Your absolutely right about the P.R.H.T not eating into bootspace, and the bloke in the video is 100% wrong! My mother used to own an mk3 MX with powered top and I can also confirm that the powered top when stowed, sits in its own compartment separate from the boot, same as the canvas top. It is actually one of the most impressive powered hard top systems you will find on any car... regardless of price.

Do you know anything about cars? Clearly not.

Yes, I do. I know that hairdressers like the MX-5.

You idiot...:)

Are you suggesting that hairdressers don't like MX-5s? Otherwise, qualify your your assertion.

BTW, I am both a hair stylist and MX-5 owner.

LOL. You need to get a life mate! Your an attention seeker that posts the same hairdresser jibes on every MX5 article on A.E.

Correct! But irrelevant. The fact still remains that MX5s are beloved of stylists.

MX5 drivers are well aware that their car has an effeminate image, that's why Mazda marketing used a man with heavy beard growth in their latest TV ad.

But poking fun at them because the car is a bit girly is just trolling.

Fact is though, Evoques, Jukes, SLK's and Boxters are also 'beloved of stylists' Toyota Landcruisers and Nissan Patrols are beloved of the UN... but who cares? So what?
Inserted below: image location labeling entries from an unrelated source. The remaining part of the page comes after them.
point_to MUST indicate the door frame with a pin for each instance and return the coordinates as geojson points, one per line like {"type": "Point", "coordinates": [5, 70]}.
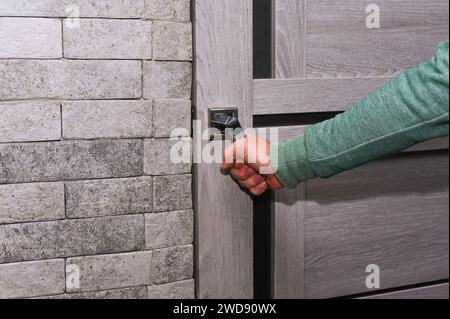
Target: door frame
{"type": "Point", "coordinates": [223, 77]}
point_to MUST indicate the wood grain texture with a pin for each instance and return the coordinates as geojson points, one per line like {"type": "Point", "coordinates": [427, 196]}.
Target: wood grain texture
{"type": "Point", "coordinates": [224, 237]}
{"type": "Point", "coordinates": [288, 251]}
{"type": "Point", "coordinates": [311, 95]}
{"type": "Point", "coordinates": [290, 39]}
{"type": "Point", "coordinates": [287, 132]}
{"type": "Point", "coordinates": [340, 45]}
{"type": "Point", "coordinates": [393, 213]}
{"type": "Point", "coordinates": [431, 292]}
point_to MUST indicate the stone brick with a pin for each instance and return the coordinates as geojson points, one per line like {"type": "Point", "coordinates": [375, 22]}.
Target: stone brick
{"type": "Point", "coordinates": [109, 39]}
{"type": "Point", "coordinates": [31, 202]}
{"type": "Point", "coordinates": [167, 80]}
{"type": "Point", "coordinates": [30, 38]}
{"type": "Point", "coordinates": [173, 193]}
{"type": "Point", "coordinates": [62, 8]}
{"type": "Point", "coordinates": [69, 160]}
{"type": "Point", "coordinates": [70, 79]}
{"type": "Point", "coordinates": [30, 279]}
{"type": "Point", "coordinates": [65, 238]}
{"type": "Point", "coordinates": [158, 156]}
{"type": "Point", "coordinates": [176, 290]}
{"type": "Point", "coordinates": [172, 10]}
{"type": "Point", "coordinates": [172, 41]}
{"type": "Point", "coordinates": [123, 293]}
{"type": "Point", "coordinates": [113, 271]}
{"type": "Point", "coordinates": [171, 114]}
{"type": "Point", "coordinates": [30, 121]}
{"type": "Point", "coordinates": [169, 229]}
{"type": "Point", "coordinates": [173, 264]}
{"type": "Point", "coordinates": [107, 119]}
{"type": "Point", "coordinates": [109, 197]}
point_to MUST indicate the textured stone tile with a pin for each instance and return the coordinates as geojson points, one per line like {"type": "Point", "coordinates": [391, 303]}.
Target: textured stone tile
{"type": "Point", "coordinates": [167, 80]}
{"type": "Point", "coordinates": [70, 79]}
{"type": "Point", "coordinates": [107, 119]}
{"type": "Point", "coordinates": [67, 160]}
{"type": "Point", "coordinates": [109, 197]}
{"type": "Point", "coordinates": [172, 10]}
{"type": "Point", "coordinates": [30, 38]}
{"type": "Point", "coordinates": [164, 157]}
{"type": "Point", "coordinates": [63, 8]}
{"type": "Point", "coordinates": [33, 241]}
{"type": "Point", "coordinates": [176, 290]}
{"type": "Point", "coordinates": [173, 193]}
{"type": "Point", "coordinates": [172, 40]}
{"type": "Point", "coordinates": [31, 202]}
{"type": "Point", "coordinates": [171, 114]}
{"type": "Point", "coordinates": [109, 39]}
{"type": "Point", "coordinates": [123, 293]}
{"type": "Point", "coordinates": [30, 279]}
{"type": "Point", "coordinates": [29, 121]}
{"type": "Point", "coordinates": [173, 264]}
{"type": "Point", "coordinates": [169, 229]}
{"type": "Point", "coordinates": [113, 271]}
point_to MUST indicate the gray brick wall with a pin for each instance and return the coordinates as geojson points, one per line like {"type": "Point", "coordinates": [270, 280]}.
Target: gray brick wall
{"type": "Point", "coordinates": [90, 204]}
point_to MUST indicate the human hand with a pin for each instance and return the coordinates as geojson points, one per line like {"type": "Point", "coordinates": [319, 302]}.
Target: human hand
{"type": "Point", "coordinates": [248, 163]}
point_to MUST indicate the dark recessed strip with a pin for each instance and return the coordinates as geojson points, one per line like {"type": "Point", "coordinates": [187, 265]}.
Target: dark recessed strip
{"type": "Point", "coordinates": [262, 246]}
{"type": "Point", "coordinates": [276, 120]}
{"type": "Point", "coordinates": [395, 289]}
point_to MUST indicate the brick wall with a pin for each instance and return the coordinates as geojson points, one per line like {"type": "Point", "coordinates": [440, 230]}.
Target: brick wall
{"type": "Point", "coordinates": [85, 179]}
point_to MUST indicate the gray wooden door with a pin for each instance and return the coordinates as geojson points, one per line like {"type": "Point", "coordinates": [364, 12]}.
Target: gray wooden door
{"type": "Point", "coordinates": [392, 213]}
I've owned a 2002 and a 2009 MX-5 and firmly believe that the older car was the better of the two. They were both fun to drive and actually very comfortable too. I added a chrome Mazda boot rack to mine and easily carried a mountain bike around too, so they can be practical as well.
It's not all good news though, and lets start with a 1.8 engine that produces only 124bhp but still costs nearly £200 a year to tax because it's so inefficient. The engines are from the stone age and Mazda are doing the MX-5 no favours with them. I'm not necessarily saying they have to be super powerful, but definitely more efficient. 33mpg was my average. The other factor that lead to the sale of mine, and it may surprise a few people, build quality, fine on the 2002 car, awful on the 2009 car, squeaks and rattles galore on a car with barely over 20,000 miles on it. If you're buying a second hand one, turn off the stereo, vary your speed and listen carefully for little buzzes and vibrations; they will annoy you.

In the modern day, the nearest you can get to a Lotus Elan, and I know what of I speak as I have owned both as well as having worked for Lotus in the 60s. I had the 2 litre 6 speed model, which on a round trip London, Louth in Lincolnshire, Harrogate and back comfortably achieved 39 MPG. Turn off the traction control and prepare for hilarity, it will spin its wheels in 3rd gear in the wet, in such trim it is nearly as over-steery as a VW Beetle. I am 6' and 16 stone and could have done with another couple of inches of arm-reach, but otherwise there was as much room as I needed. There are lockable cupboards behind the seats and a smaller one between them. Reasonable service costs, nothing went wrong in the 3 years I owned a S/H one. The 1.8 is more chuckable as it has more squidgy tyres, they not being such low profile. Unfortunately, with my wife being ill, we couldn't justify 2 cars, so the less practical had to go.

So do publishers, authors, designers, photographers. No worries: great little car.

This was a good car, but please bring a new generation.